The International Society for Technology in Education plans this week to release a set of national standards for what students should learn about technology by the 2nd, 5th, 8th, and 12th grades.

"We're not looking at this as a separate subject to be taught," said Lajeane Thomas, the chairwoman of the accreditation and standards committee for ISTE, a Eugene, Ore.-based professional association for teachers and technology educators. "People want some kind of a guide to help them determine what needs to be taught, when it needs to be taught, so they can integrate it into the curriculum."

"It's important that we clearly identify what technological fluency is," agreed Cheryl Lemke, the executive director of the Milken Exchange on Education Technology, a nonprofit clearinghouse on education technology based in Santa Monica, Calif. "We have to know what these standards are in order to weave them into the academic standards."

The Milken Exchange, which underwrites Technology Counts, a 50-state report produced by Education Week, paid the costs of printing 50,000 brochures listing the standards, which will formally be released this week at the National Educational Computing Conference in San Diego.

Other Groups on Board

The standards go beyond the technical skills that students need to learn within certain grade ranges. They say, for example, that by the time students finish 5th grade, they should not only know how to use on-line resources, but also be able to "discuss basic issues related to responsible use of technology and information, and describe personal consequences of inappropriate use."

ISTE has cooperated with 11 other education groups, from the National Education Association to the Council for Exceptional Children, in drafting the standards.

"The main value of the document is as a framework for others to build on," said Anne Ward, the publication manager for the National School Boards Association's Institute for the Transfer of Technology to Education, who provided help on the ISTE standards.

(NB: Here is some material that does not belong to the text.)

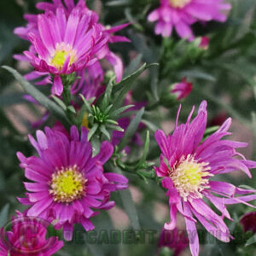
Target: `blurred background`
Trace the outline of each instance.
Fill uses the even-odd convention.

ISTE has received a commitment from six curriculum groups, including the International Reading Association and the National Council of Teachers of Mathematics, to proceed with the next stage of the technology-standards project: incorporating the standards into existing academic standards. It's hoping to receive funding from the U.S. Department of Education for that work.

Glenda Lappan, the president of the NCTM, said she expects her group to consider incorporating aspects of the technology standards in writing its update of the math standards for release in 2000.

But Alan Farstrup, the executive director of the Newark, Del.-based International Reading Association, said he didn't believe his group would go so far as to add new language about technology to its existing language arts standards.

He said he expects that the reading group will "endorse [the technology standards] as a useful adjunct to our own standards."

Standards Overload?

Mr. Farstrup added that he is concerned that schools might be experiencing standards overload. "The standards-based reform movement has been very useful, but teachers are looking at thousands of standards coming at them like a giant tidal wave," he said.

Adding to the sets of national standards coming down the pike are the information-literacy standards for student learning that the American Association of School Librarians is scheduled to release this week.

The new ISTE technology standards, said Julie Walker, the library group's executive director, will "dovetail nicely with the standards we're publishing."